神様がいるのならば、どれだけ意地悪なんだろうと思う。
気づいてしまった、それはその仮面の下の顔。
記憶がある限りではそんな表情を見たことがない、それがユーフェミア・リ・ブリタニアの答えだった。
いつだって記憶の中の彼やその妹は笑っていたのだから。
「私は、ただ皆が幸せであるのならいいのです」
尤も自分が大切とする人――ルルーシュやナナリー、スザクや姉のコーネリア、兄のシュナイゼルとただただ笑っていられたらそれだけで十分だっ
た。
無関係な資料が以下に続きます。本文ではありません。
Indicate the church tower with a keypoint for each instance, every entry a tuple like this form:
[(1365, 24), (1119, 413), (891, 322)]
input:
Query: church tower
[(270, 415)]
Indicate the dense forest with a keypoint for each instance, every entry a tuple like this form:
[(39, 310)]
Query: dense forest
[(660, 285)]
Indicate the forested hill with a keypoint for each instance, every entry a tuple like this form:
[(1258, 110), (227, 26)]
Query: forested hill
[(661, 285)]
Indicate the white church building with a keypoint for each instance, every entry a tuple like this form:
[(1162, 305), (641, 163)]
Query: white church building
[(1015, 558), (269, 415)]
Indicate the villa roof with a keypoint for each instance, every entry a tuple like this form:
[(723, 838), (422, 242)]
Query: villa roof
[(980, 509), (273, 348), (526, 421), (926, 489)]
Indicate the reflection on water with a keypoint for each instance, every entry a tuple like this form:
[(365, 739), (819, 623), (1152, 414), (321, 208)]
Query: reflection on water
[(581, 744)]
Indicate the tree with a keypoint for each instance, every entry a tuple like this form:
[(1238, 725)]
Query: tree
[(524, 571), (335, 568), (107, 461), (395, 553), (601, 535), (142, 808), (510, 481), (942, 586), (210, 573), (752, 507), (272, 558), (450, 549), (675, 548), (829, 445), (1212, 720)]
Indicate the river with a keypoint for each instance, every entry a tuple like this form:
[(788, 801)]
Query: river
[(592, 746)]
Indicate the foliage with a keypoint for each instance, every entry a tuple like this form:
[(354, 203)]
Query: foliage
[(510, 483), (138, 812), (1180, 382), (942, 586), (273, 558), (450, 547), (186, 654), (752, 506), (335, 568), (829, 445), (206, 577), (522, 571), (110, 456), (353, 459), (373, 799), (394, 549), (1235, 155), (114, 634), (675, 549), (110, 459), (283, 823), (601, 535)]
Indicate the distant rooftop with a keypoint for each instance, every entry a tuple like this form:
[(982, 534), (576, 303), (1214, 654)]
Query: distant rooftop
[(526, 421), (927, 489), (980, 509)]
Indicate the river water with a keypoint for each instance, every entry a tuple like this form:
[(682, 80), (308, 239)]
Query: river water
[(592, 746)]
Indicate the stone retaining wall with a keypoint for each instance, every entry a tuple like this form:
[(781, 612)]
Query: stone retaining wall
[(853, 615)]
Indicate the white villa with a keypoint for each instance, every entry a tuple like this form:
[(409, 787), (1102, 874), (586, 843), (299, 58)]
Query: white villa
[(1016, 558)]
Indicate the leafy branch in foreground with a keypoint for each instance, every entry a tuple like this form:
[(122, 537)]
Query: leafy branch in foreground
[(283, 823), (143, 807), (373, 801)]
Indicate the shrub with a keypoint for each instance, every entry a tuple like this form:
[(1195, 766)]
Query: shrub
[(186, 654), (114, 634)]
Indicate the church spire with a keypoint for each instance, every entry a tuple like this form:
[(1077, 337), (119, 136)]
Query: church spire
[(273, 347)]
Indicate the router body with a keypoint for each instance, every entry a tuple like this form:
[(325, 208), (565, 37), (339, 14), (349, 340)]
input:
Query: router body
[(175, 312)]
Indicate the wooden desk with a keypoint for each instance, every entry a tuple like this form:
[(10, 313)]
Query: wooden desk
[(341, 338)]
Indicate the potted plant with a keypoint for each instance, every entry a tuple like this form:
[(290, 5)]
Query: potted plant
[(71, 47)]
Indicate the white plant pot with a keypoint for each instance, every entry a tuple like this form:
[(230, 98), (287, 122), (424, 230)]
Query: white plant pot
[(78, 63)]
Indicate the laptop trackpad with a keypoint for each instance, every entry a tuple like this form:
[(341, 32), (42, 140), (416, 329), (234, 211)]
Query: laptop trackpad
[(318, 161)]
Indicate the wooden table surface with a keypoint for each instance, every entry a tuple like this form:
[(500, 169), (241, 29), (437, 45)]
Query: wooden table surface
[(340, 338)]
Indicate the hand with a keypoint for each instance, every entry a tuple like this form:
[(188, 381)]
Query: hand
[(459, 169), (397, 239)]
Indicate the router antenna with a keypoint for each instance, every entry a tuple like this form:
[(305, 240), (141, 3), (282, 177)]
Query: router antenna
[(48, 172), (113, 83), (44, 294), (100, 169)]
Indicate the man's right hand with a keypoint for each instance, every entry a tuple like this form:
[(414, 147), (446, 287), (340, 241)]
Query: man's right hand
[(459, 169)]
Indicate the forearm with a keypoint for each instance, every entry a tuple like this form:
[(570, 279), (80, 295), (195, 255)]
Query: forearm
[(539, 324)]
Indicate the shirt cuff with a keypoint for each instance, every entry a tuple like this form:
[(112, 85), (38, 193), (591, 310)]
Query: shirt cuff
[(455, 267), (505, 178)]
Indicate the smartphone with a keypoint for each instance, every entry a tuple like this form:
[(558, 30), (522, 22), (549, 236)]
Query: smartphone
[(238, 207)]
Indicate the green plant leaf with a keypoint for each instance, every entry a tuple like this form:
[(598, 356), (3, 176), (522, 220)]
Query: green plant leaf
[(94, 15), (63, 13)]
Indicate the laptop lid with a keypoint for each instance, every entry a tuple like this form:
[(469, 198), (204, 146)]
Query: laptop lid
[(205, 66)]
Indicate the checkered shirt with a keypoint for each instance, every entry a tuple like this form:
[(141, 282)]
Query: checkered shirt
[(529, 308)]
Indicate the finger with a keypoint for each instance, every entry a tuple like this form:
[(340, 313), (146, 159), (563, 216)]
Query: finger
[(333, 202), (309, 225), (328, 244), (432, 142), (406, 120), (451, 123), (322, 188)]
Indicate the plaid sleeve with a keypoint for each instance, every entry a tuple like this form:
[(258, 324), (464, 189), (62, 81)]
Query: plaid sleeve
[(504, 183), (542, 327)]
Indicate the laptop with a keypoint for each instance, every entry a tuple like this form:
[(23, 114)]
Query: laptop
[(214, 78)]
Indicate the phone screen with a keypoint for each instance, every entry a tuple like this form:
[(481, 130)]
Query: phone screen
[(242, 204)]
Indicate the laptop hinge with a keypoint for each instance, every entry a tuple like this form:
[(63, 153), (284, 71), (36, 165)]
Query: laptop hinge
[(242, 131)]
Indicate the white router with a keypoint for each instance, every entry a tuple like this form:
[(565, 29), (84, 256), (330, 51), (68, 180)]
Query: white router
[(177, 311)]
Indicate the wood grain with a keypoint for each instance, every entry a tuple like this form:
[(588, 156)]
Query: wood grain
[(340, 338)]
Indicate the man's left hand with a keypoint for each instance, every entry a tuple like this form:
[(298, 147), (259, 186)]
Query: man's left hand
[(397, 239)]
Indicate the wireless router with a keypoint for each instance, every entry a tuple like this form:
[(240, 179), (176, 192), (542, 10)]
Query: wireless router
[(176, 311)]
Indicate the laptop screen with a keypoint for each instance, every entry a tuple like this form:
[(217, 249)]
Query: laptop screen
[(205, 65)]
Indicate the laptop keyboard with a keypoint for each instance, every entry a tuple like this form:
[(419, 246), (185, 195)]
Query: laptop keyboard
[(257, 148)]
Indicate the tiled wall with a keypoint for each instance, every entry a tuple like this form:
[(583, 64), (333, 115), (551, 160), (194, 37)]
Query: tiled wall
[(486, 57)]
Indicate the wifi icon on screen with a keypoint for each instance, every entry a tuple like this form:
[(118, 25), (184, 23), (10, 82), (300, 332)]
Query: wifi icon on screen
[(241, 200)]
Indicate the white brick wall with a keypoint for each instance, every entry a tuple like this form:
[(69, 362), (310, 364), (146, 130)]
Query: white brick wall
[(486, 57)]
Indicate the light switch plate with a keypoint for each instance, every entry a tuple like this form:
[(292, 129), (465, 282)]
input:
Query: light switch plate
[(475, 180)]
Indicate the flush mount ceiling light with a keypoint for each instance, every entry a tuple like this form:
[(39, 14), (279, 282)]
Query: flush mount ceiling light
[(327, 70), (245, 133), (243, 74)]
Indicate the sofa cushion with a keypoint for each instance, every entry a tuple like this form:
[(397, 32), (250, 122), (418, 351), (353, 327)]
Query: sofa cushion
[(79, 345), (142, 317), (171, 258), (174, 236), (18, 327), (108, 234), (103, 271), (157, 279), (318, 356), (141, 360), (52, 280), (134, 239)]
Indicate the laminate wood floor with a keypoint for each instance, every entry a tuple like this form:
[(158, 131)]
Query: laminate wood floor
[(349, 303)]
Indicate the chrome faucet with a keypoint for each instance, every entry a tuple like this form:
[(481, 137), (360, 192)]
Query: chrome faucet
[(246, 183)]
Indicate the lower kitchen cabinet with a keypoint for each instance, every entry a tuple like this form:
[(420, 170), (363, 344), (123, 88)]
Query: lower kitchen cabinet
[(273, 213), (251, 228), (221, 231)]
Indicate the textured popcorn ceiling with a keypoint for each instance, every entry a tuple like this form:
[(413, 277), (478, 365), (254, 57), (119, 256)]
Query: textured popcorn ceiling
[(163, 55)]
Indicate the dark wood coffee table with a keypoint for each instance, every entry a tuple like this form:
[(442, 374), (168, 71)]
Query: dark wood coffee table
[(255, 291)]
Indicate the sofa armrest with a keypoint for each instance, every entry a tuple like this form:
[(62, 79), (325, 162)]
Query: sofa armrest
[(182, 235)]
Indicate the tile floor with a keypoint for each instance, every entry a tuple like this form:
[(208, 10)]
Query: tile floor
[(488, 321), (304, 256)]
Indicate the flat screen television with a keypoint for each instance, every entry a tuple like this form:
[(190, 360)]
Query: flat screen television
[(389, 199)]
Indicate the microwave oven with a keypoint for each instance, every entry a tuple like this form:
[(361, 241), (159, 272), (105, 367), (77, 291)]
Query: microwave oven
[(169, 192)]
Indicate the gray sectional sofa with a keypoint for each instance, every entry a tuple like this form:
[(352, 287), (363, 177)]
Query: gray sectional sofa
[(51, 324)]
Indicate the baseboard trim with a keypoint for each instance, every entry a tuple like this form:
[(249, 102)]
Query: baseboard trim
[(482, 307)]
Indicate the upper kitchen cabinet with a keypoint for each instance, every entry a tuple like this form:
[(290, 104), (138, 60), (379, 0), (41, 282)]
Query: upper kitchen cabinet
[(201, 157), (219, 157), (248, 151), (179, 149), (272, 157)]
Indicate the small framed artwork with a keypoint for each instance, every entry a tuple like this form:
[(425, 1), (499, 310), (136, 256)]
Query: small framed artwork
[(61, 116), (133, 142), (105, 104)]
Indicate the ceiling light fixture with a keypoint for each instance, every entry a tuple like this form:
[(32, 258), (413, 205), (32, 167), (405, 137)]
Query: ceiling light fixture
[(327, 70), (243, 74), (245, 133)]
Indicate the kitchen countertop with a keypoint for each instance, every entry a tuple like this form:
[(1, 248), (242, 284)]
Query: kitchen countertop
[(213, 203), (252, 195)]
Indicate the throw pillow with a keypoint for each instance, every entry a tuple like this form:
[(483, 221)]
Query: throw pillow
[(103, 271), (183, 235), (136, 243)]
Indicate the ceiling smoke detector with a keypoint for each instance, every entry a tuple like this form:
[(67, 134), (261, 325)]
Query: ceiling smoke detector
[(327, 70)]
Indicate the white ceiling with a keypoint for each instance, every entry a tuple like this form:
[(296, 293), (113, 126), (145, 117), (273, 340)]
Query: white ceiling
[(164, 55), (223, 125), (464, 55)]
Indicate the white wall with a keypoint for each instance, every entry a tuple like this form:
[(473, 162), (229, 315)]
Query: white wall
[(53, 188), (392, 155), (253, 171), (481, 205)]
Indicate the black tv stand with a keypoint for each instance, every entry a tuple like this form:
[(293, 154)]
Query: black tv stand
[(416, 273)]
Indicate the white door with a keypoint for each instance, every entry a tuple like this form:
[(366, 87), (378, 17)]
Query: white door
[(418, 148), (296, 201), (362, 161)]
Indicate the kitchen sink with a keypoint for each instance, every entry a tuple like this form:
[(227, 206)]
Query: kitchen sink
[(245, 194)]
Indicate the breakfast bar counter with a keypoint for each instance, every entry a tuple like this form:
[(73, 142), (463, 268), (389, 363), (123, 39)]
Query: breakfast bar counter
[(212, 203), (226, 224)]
それがわがままなのだろうか。
色鮮やかな、消え失せることのない記憶。考えが幼いと言われてしまえば身も蓋もないかもしれない。でも、信じること、願うことはきっと大人になっ
ても変わることのないものだとユーフェミアは思っている。
愛しい時間。
まるで宝石箱のような輝きがあるその記憶の奥底に待っていたのは悲しい再会。
小さな吐息は夜空へと吐き出され、ユーフェミアは輝く夜の星を仰いだ。仮面の下の顔。見慣れたその横顔は今でも忘れない。
―――――どうして。
ルルーシュがどうして『ゼロ』となったのかはわからないでもなかった。
でも、刃を自分に向けるなどと考えてもいなかったのだ。これは夢だと言えたらどれだけ幸せなのか。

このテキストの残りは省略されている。